Wellington Point is 25.5 km east of Brisbane, the capital of Queensland.

The locality is bounded to the north-west, north, and north-east by Moreton Bay and to the east and south-east by Hilliards Creek.

The locality has a number of coastal features (clockwise from north-west):

- Waterloo Bay, a side bay of Moreton Bay
- Wellington Point, a headland
- King Island, also known as Erobin, a 2 ha marina island north of the headland

The locality derives its name from the headland called Wellington Point which extends prominently into Moreton Bay.

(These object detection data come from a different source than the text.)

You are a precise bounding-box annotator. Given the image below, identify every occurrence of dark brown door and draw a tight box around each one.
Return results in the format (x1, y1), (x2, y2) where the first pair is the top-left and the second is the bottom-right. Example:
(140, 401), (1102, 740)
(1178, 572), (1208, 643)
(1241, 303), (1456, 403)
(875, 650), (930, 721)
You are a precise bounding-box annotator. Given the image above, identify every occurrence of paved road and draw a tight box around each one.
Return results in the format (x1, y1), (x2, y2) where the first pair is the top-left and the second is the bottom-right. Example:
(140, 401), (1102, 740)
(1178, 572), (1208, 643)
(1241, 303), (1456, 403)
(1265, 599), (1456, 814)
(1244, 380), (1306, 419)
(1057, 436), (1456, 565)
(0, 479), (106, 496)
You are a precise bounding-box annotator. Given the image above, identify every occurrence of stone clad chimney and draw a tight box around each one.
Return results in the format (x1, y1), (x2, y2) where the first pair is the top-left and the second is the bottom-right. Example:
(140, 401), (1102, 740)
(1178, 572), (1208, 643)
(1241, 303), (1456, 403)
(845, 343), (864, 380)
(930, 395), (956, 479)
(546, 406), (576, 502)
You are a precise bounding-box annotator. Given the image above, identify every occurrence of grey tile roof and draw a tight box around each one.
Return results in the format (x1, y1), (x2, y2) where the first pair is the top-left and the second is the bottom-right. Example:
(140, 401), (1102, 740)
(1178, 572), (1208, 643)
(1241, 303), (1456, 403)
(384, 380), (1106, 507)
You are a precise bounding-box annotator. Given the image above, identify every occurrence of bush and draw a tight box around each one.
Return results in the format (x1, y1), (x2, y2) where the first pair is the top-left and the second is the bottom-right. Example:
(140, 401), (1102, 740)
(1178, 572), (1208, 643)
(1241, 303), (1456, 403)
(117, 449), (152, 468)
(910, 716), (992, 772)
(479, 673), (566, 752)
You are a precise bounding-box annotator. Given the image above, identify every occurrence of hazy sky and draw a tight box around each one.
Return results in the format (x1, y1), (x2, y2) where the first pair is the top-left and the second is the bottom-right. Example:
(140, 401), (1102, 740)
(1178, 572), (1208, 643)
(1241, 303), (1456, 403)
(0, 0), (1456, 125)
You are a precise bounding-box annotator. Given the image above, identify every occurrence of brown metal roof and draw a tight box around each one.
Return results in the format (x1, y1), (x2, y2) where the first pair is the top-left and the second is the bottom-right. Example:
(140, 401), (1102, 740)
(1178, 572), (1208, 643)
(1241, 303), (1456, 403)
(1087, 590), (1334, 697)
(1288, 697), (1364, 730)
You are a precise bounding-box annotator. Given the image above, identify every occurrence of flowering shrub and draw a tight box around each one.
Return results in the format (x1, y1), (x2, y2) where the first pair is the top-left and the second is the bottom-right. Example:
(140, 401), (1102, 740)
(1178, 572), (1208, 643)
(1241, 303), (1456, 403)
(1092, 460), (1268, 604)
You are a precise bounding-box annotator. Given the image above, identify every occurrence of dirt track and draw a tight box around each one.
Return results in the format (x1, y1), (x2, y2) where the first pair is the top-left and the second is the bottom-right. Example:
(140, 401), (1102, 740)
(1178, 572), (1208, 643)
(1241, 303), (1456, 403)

At low tide, it is possible to walk from the headland to King Island along a sandbar.

==History==
The people of the Quandamooka lived in the Redlands long before white settlement. Food was plentiful and skillfully hunted, fished and collected. Tribes of the Yuggera language group inhabited the whole area, with the tribe inhabiting the mainland coastal strip stretching from Redland Bay to the mouth of the Brisbane River being called the Koobenpul.

The headland Wellington Point was named by surveyors Robert Dixon and James Warner in 1842 after the Duke of Wellington who led the army of the United Kingdom in the Battle of Waterloo in 1815. The bay formed to the west of Wellington Point was named Waterloo Bay.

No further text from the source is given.